Para não ficar na mera observação e descrição, o autor dessas linhas se posiciona: o ideal seria um grande movimento cívico-militar, norteado por propósitos anti-imperialistas, nacionalistas, distributivistas e socializantes, de sorte a responder com vigor as sérias ameaças de neocolonização do Brasil. Uma agenda de combate e ruptura com a dependência externa, o neocolonialismo galopante e o subdesenvolvimento atroz.

Recentemente, a experiência mais conhecida é a do bolivarianismo chavista na Venezuela. Contudo, a história brasileira também já ensaiou relevante fenômeno dessa natureza, entre as décadas de 1950-60, envolvendo trabalhistas, comunistas, socialistas, getulistas e frações católicas nos meios políticos, estudantis, sindicais, camponeses, populares, pequeno-burgueses, intelectuais e militares. Naufragou com o golpe civil-militar dos de cima, em 1964. Mas teve bastante expressão.

O jogo golpista, reacionário e entreguista é articulado dentro e fora do País, com graves riscos à preservação de um fiapo ao menos de soberania nacional e popular.

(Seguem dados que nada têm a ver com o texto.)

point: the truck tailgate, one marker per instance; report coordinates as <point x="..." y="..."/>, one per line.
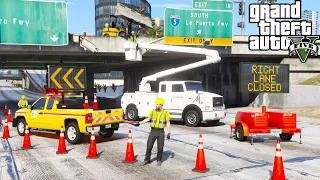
<point x="109" y="116"/>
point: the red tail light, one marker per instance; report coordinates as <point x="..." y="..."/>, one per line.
<point x="89" y="118"/>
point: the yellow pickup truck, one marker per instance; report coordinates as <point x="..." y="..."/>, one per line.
<point x="53" y="111"/>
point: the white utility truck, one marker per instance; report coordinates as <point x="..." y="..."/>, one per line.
<point x="185" y="100"/>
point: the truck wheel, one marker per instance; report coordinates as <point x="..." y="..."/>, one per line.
<point x="122" y="34"/>
<point x="73" y="134"/>
<point x="285" y="136"/>
<point x="214" y="122"/>
<point x="106" y="133"/>
<point x="132" y="113"/>
<point x="240" y="134"/>
<point x="21" y="126"/>
<point x="192" y="118"/>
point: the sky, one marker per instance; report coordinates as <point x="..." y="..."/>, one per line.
<point x="81" y="13"/>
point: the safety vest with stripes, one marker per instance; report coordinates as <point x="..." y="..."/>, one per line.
<point x="161" y="119"/>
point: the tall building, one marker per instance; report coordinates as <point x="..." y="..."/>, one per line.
<point x="311" y="16"/>
<point x="104" y="8"/>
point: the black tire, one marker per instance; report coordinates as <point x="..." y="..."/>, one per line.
<point x="132" y="113"/>
<point x="214" y="122"/>
<point x="240" y="134"/>
<point x="73" y="134"/>
<point x="106" y="133"/>
<point x="285" y="136"/>
<point x="122" y="34"/>
<point x="21" y="126"/>
<point x="192" y="118"/>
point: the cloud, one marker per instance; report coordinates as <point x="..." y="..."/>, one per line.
<point x="171" y="5"/>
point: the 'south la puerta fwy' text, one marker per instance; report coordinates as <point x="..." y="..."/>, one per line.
<point x="202" y="19"/>
<point x="273" y="33"/>
<point x="264" y="79"/>
<point x="14" y="21"/>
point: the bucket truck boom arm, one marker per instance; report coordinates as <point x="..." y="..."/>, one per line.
<point x="134" y="52"/>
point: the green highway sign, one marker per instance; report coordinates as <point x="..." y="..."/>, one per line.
<point x="213" y="4"/>
<point x="33" y="22"/>
<point x="194" y="26"/>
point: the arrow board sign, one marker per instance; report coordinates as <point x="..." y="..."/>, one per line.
<point x="67" y="78"/>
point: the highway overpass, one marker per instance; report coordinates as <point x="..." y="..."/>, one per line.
<point x="221" y="78"/>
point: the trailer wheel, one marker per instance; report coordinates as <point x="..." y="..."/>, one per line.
<point x="240" y="134"/>
<point x="285" y="136"/>
<point x="192" y="118"/>
<point x="73" y="134"/>
<point x="21" y="126"/>
<point x="106" y="133"/>
<point x="132" y="113"/>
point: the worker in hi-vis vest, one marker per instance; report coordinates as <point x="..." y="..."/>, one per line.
<point x="160" y="118"/>
<point x="23" y="103"/>
<point x="133" y="37"/>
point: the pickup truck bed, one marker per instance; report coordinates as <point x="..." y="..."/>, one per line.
<point x="47" y="113"/>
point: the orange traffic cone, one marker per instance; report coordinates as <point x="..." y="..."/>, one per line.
<point x="86" y="103"/>
<point x="95" y="103"/>
<point x="9" y="118"/>
<point x="26" y="141"/>
<point x="130" y="152"/>
<point x="93" y="148"/>
<point x="200" y="161"/>
<point x="6" y="133"/>
<point x="84" y="32"/>
<point x="62" y="143"/>
<point x="5" y="111"/>
<point x="278" y="170"/>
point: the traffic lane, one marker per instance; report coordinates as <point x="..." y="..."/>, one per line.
<point x="75" y="165"/>
<point x="179" y="156"/>
<point x="298" y="159"/>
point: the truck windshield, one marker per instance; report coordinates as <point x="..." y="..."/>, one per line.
<point x="193" y="86"/>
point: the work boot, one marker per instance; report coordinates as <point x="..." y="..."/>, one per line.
<point x="144" y="163"/>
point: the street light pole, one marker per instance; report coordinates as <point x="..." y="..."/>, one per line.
<point x="242" y="28"/>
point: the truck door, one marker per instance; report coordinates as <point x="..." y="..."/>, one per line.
<point x="176" y="100"/>
<point x="36" y="117"/>
<point x="49" y="118"/>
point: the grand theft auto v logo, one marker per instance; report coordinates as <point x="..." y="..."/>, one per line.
<point x="291" y="33"/>
<point x="175" y="20"/>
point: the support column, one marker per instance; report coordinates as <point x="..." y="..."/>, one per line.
<point x="90" y="86"/>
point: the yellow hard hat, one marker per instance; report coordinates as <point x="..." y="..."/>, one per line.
<point x="159" y="101"/>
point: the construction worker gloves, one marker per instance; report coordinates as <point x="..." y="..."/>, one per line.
<point x="168" y="136"/>
<point x="137" y="124"/>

Contudo, para atender àquele ideal precisaríamos de amplas frações das Forças Armadas dotadas da visão patriótica e democrática do general da reserva do Exército, sr. Bolívar Marinho Meirelles. Estamos longe de poder contar com isso.

O fundamental é a organização e a mobilização populares, nessa quadra altamente perigosa e crítica, em que a alienação do patrimônio e da soberania nacional, assim como a potencial escravização do Povo brasileiro, são riscos salientes.

A greve geral é o maior instrumento e que antecede a qualquer reflexão e alternativa sobre a atuação nas mudanças políticas em curso, do ângulo popular-democrático das esquerdas e do mundo do trabalho. Recurso mais importante à disposição do Povo para interferir, como sujeito político com escolha e capacidade de ação, nos rumos da Nação.

Roberto Bitencourt da Silva – historiador e cientista político.